Imagine you’re 22 years old, working your first professional job at a hospital, and you’re getting your required flu vaccine. Everything is going fine. Then suddenly, you go into cardiac arrest.
“Luckily, I was in a hospital when it happened so my co-workers and doctors were able to take care of me,” says Hau’oli Sproat-Lancaster. “They saved my life.”
After coding multiple times, she was transported by Flight for Life from Grand Junction to UCHealth, where she was in a coma for five days and the ICU for 17.
“The doctors had no idea what was wrong with me, and to this day, they still don’t know why I went into heart failure,” she says.
Not the Best Patient
After several days in a coma, Sproat-Lancaster gradually came out of it but was confused. “I woke up in a different part of Colorado and I was thinking, ‘What the hell is going on?’. I saw my mom, and I knew my mom was back in Hawaii [where Sproat-Lancaster grew up], so it was such a scary moment.”
Sproat-Lancaster admits she was not a nice patient when she was in the ICU. She didn’t want to take her medication or do anything the nurses told her to do.
“You’re in a vulnerable state, you don’t know what’s going on. You don’t know if you’re going to die,” she says.
“They Were Heroes to Me”
CU Nursing student Hau’oli Sproat-Lancaster. |
The nurses at UCHealth gave her such compassionate care, and it got Sproat-Lancaster thinking about switching to a nursing career. Months before her cardiac arrest, she had earned a degree in athletic training.
“Those nurses took care of me,” she says. “They were heroes to me. I know a lot of people say it’s a doctor who’s a hero – but for me, it was my nurses who got me through the toughest time of my life.”
Sproat-Lancaster was in recovery for three months. She went back to working in healthcare in Grand Junction and at UCHealth for a few years before enrolling in the University of Colorado College of Nursing at Anschutz Medical Campus’ BS in Nursing Accelerated (UCAN) program.
“I grew a passion for helping people. I feel like I can relate to how hard a hospital stay is and how scary it is,” she says. “I wouldn’t be here if it wasn’t for doctors and nurses in Grand Junction and UCHealth. I’m lucky to still be here, and I wanted to learn from the hospital system that took care of me.”

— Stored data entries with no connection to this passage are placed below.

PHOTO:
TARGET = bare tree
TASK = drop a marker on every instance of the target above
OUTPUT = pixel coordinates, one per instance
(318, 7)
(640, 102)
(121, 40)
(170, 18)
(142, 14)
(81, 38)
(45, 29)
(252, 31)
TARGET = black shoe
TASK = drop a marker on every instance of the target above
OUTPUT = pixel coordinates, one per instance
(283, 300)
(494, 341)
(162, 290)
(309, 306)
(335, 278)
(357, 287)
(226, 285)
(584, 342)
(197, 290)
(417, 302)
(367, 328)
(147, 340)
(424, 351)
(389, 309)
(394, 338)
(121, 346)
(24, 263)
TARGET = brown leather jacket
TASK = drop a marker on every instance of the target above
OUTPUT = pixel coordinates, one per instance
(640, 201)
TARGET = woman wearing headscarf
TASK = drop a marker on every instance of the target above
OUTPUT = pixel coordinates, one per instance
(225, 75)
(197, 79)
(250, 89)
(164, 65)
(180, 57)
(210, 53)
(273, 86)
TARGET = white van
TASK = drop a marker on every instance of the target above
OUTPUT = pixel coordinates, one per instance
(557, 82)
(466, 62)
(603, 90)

Adjusting to a New Lifestyle
Sproat-Lancaster is in chronic heart failure. She takes medication and has a defibrillator implanted in her chest. She says right after her recovery, she would be short of breath after walking around the grocery store and would be afraid to go anywhere alone.

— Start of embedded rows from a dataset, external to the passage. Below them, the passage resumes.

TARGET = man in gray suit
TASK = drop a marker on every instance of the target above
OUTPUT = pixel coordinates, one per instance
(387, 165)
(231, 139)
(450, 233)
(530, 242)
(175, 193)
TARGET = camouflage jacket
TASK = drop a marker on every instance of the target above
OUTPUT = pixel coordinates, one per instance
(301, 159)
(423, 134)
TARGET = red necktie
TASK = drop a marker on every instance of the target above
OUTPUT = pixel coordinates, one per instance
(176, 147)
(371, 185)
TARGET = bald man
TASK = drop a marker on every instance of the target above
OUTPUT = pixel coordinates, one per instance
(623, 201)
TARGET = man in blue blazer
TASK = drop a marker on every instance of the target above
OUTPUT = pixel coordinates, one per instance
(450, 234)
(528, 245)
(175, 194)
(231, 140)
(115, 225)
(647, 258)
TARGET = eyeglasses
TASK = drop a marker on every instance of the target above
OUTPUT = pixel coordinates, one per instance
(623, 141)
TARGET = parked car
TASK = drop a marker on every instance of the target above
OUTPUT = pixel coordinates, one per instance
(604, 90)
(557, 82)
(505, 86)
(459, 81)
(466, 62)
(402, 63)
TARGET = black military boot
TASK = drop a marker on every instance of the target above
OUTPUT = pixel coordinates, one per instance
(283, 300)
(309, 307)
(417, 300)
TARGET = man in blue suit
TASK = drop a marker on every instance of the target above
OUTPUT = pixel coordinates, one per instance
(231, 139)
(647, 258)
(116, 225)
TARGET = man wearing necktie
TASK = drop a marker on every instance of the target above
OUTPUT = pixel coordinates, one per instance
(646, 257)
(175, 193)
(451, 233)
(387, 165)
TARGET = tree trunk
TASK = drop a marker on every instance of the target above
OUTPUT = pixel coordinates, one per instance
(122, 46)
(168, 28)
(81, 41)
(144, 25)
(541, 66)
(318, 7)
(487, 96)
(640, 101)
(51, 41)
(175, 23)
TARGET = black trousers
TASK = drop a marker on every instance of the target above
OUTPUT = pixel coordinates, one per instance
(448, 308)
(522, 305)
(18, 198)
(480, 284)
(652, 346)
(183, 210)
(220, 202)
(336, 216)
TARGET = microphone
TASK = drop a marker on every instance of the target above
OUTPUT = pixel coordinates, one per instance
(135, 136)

“It was very discouraging, because one moment I was with my friends doing all sorts of things, and then the next moment, I was afraid to go on walks because I thought I was going to die,” she says.
It took about three years for Sproat-Lancaster to accept what happened to her.
“For a long time, I was afraid to do anything, but eventually I got clearance from my doctor to do more things,” she says.
Sproat-Lancaster plans to move back to Hawaii after graduation and wants to work in cardiac care to treat patients just like her. She’s been away from her home state for 10 years and wants to be closer to family.
“I know firsthand that life is short, and I don’t know if I’m promised tomorrow,” she says. “With nursing, there’s an opportunity to work anywhere in the world and my goal has been to go back home and take care of my Hawaiian community."